Francesca Verga leitet gemeinsam mit Zasha Colah den Kunstverein Galerie Ar/Ge Kunst in Bozen. Bereits der Name widerspiegelt das Ziel, das man sich gesteckt hat: Ar/Ge Kunst versteht sich als eine Gemeinschaft, die künstlerisch Akzente setzen möchte und kollektiv organisiert ist. Francesca Verga ist in Mailand geboren und arbeitet – nach ihren Erfahrungen in mehreren europäischen Städten – seit über zwei Jahren auch in Bozen.

Woher kommt Ihre Leidenschaft und wie hat sie sich entwickelt?

Meine Leidenschaft für die bildende Kunst und – allgemeiner ausgedrückt – für die bildende, erschließende Kraft der Bilder wurzelt tief: Meine Lehrerin in Kunstgeschichte-in der Schule war die erste, die mir beibrachte, dass das Sehen kein passiver Akt ist, sondern ein Prozess.
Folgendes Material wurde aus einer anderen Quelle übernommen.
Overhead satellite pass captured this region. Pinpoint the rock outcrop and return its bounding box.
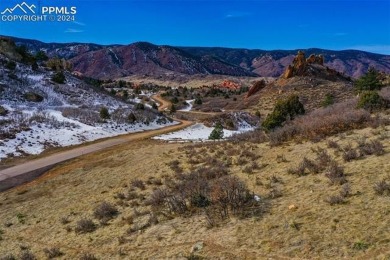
[246,80,267,98]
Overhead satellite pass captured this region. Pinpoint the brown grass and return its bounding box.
[0,127,390,259]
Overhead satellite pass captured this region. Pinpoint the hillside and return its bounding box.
[0,38,172,161]
[6,35,390,78]
[0,36,390,260]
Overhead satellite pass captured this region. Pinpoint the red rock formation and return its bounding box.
[283,51,324,79]
[220,80,241,90]
[246,80,266,98]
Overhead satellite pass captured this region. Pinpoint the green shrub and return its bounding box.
[51,71,66,84]
[194,98,203,105]
[357,91,387,111]
[35,51,49,61]
[171,97,179,104]
[5,61,16,70]
[262,95,305,130]
[135,103,145,110]
[209,123,223,140]
[0,106,8,116]
[127,113,137,124]
[321,93,334,107]
[99,107,110,119]
[355,68,382,92]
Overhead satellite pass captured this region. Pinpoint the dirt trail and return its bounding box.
[0,94,216,192]
[0,119,193,192]
[152,94,172,112]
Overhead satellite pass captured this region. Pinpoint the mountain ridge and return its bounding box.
[5,36,390,79]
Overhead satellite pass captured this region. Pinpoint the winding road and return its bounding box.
[0,95,194,192]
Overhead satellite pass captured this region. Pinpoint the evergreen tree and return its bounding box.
[209,123,223,140]
[355,68,382,92]
[261,95,305,130]
[100,107,110,119]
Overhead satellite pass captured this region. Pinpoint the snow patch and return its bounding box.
[153,123,254,141]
Der Blick wird sozusagen trainiert. Alles Weitere hat sich aus dieser Erfahrung heraus entwickelt. Bereits als fünfzehnjähriges Mädchen lernte ich – wie so viele – aus den Büchern von De Vecchi und Cerchiari und konnte mich der Kunstgeschichte über die Geschichte von Orten nähern.

An der Universität habe ich paradoxerweise Kunstgeschichte nicht mit derselben Intensität wie im Gymnasium studiert, aber ich war von einer hungrigen Neugier getrieben, die mich dazu brachte, ständig über das theoretische Wissen hinauszugehen: Ich besuchte Ausstellungen und Ateliers von Künstlerinnen und Künstlern, kurz: ich wollte den direkten Kontakt mit dem künstlerischen Schaffen.

Was waren Ihre prägendsten Erfahrungen?

Vielleicht meine Arbeit für Manifesta 12, die 2018 in Palermo stattfand, und dann für Manifesta 13 im Jahr 2020 in Marseille. Beide waren für mich eine Art Übungsfeld in intellektueller und menschlicher Hinsicht, es waren Orte des interkulturellen Dialogs. Zu diesen Erfahrungen kam dann das Doktoratsstudium in zeitgenössischer Kunst an der Universität Amsterdam, das eine theoretische Vertiefung ermöglicht hat.

Wie ergab es sich, die Leitung von Ar/Ge Kunst zu übernehmen?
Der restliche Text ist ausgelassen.